Divide -\frac{1280}{17}, the coefficient of the x term, by 2 to get -\frac{640}{17}. Then add the square of -\frac{640}{17} to both sides of the equation. This step makes the left hand side of the equation a perfect square.

x^{2}-\frac{1280}{17}x+\frac{409600}{289}=-\frac{24672}{17}+\frac{409600}{289}

Square -\frac{640}{17} by squaring both the numerator and the denominator of the fraction.

x^{2}-\frac{1280}{17}x+\frac{409600}{289}=-\frac{9824}{289}

Add -\frac{24672}{17} to \frac{409600}{289} by finding a common denominator and adding the numerators. Then reduce the fraction to lowest terms if possible.

\left(x-\frac{640}{17}\right)^{2}=-\frac{9824}{289}

Factor x^{2}-\frac{1280}{17}x+\frac{409600}{289}. In general, when x^{2}+bx+c is a perfect square, it can always be factored as \left(x+\frac{b}{2}\right)^{2}.

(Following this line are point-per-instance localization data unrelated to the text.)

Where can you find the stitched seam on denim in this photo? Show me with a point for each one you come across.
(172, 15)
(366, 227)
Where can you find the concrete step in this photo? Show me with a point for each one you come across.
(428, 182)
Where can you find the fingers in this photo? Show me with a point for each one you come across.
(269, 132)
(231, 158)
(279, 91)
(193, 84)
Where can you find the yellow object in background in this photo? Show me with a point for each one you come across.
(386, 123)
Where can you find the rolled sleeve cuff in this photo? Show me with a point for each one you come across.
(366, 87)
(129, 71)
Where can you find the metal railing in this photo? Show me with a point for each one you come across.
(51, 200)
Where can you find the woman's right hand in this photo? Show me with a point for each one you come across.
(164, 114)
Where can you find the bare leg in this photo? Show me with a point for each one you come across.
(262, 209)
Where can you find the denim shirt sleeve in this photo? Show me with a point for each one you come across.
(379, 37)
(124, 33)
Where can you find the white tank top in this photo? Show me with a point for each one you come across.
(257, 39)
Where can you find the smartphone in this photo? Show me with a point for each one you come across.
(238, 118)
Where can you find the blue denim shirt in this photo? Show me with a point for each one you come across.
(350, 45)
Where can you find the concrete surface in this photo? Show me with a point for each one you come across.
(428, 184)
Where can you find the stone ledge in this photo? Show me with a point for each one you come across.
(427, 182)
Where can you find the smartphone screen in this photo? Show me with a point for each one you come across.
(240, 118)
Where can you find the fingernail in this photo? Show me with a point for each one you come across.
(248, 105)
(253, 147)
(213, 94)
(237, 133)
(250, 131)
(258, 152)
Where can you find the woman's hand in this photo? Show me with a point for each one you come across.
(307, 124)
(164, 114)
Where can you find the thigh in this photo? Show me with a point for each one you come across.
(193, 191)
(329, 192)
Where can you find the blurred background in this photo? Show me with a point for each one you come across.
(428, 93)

\sqrt{\left(x-\frac{640}{17}\right)^{2}}=\sqrt{-\frac{9824}{289}}

Take the square root of both sides of the equation.

x-\frac{640}{17}=\frac{4\sqrt{614}i}{17} x-\frac{640}{17}=-\frac{4\sqrt{614}i}{17}

Simplify.

x=\frac{640+4\sqrt{614}i}{17} x=\frac{-4\sqrt{614}i+640}{17}

Add \frac{640}{17} to both sides of the equation.